4th determination unit 501 is segmented for determining to error correction, the sentence segmented to error correction as user's input In participle;
The second judgment unit 502 is gathered with described to the corresponding participle of error correction participle, institute for judging whether there is State included at least in participle set a similarity according to phonetic calculated and obtain for described in error correction to error correction point The error correction of word segments;
5th determination unit 503, for determining that first language model score, the first language model score are institute It states and segments the language model scores in the sentence to error correction;
6th determination unit 504, for determining that second language model score, the second language model score are institute It states and segments the language model scores in the sentence respectively to error correction in error correction participle set;
The third judging unit 505 has for judging to whether there is in the second language model score greater than described First language model score, obtains judging result;
The error correction unit 506, for carrying out error correction to described segment to error correction according to judging result.
In other embodiments of the invention, the error correction unit, is used for: if deposited in the second language model score Having be greater than the first language model score, by language model scores highest scoring error correction participle be determined as to it is described to The error correction word of error correction participle;If being not greater than the first language model score in the second language model score, no Error correction is carried out to described segment to error correction.
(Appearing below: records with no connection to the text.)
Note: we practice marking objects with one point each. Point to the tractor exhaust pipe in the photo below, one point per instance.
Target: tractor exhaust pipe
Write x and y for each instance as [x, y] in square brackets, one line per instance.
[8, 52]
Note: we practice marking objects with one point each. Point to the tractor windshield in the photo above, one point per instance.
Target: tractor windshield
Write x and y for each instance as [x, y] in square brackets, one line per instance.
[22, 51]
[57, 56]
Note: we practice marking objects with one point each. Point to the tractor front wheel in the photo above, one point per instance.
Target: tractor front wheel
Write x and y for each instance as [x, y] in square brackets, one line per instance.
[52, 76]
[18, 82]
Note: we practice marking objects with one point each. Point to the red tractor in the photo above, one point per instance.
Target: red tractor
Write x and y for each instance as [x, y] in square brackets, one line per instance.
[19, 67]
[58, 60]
In other embodiments of the invention, described device further includes the first formation unit, mark unit, the first determining list Member, the first judging unit, the second determination unit and second form unit, in which:
Described first forms unit, for collecting the first corpus in the form of participle pair;
The mark unit, for marking two participles of the participle centering all in the form of phonetic;
First determination unit, for determining the similarity of phonetic between centering two participles of the participle, the phase Like degree for showing the similarity degree between the phonetic of the participle centering first participle and the phonetic of the second participle;
First judging unit, for judging whether the similarity meets preset condition;
Second determination unit, if meeting preset condition for the similarity, by the participle centering Two are identified as mutual error correction participle;
Described second forms unit, to form the participle set for segmenting according to the error correction.
It need to be noted that: the description of apparatus above embodiment, be with the description of above method embodiment it is similar, With the similar beneficial effect of same embodiment of the method.For undisclosed technical detail in apparatus of the present invention embodiment, please refer to The description of embodiment of the present invention method and understand.
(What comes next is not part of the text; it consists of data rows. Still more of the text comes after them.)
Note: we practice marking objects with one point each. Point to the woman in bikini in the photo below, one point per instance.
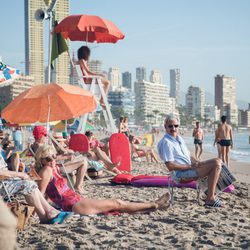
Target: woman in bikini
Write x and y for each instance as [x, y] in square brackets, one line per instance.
[135, 148]
[56, 188]
[83, 55]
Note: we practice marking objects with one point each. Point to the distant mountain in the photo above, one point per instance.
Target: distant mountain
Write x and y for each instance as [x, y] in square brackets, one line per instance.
[209, 99]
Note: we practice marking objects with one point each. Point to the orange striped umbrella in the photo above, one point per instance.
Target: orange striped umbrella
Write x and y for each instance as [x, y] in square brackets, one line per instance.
[49, 102]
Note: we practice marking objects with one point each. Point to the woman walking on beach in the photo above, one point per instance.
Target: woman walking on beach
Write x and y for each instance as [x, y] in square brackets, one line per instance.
[55, 186]
[225, 135]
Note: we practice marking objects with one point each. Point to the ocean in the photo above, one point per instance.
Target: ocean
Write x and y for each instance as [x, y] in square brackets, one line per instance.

Based on embodiment above-mentioned, the embodiment of the present invention provides a kind of calculating equipment, and Fig. 6 is server of the embodiment of the present invention Composed structure schematic diagram, as shown in fig. 6, the calculating equipment 600 may include: at least one processor 601, at least one is logical Believe bus 602, user interface 603, at least one external communication interface 604 and the memory 605 for storing executable program Equal components.Wherein, communication bus 602 is for realizing processor 601, user interface 603, external communication interface 604 and memory Connection communication between 605.Wherein, user interface 603 may include display screen and keyboard.External communication interface 604 is optional Including wireline interface and wireless interface.The wherein processor 601, is used for:
The processor 601 is used for:
The first corpus is collected in the form of participle pair;
Two participles that centering is segmented in first corpus are marked all in the form of phonetic;
Determine the similarity of phonetic between centering two participles of the participle, the similarity is for showing the participle pair Similarity degree between the phonetic of the middle first participle and the phonetic of the second participle;
If the similarity meets preset condition, two of the participle centering are identified as each other Error correction participle or the first participle be second participle error correction participle;
The similarity is met into the participle of preset condition to formation error correction dictionary;
The error correction dictionary is sent to terminal by the external communication interface 604.
It need to be noted that: the description of the above server implementation item, with the above method description be it is similar, have The identical beneficial effect with embodiment of the method.For undisclosed technical detail in server example of the present invention, this field Technical staff please refers to the description of embodiment of the present invention method and understands.
It should be noted that in the embodiment of the present invention, if realizing that above-mentioned text entangles in the form of software function module Wrong method, and when sold or used as an independent product, it also can store in a computer readable storage medium.Base In such understanding, substantially the part that contributes to existing technology can be in other words for the technical solution of the embodiment of the present invention The form of software product embodies, which is stored in a storage medium, including some instructions to So that a computer equipment (can be personal computer, server or network equipment etc.) executes each implementation of the present invention The all or part of example the method.And storage medium above-mentioned includes: USB flash disk, mobile hard disk, read-only memory (ROM, Read Only Memory), the various media that can store program code such as magnetic or disk.In this way, the embodiment of the present invention does not limit It is combined in any specific hardware and software.Correspondingly, the embodiment of the present invention provides a kind of computer storage medium, the meter again Computer executable instructions are stored in calculation machine storage medium, the computer executable instructions are for executing in the embodiment of the present invention Text error correction method.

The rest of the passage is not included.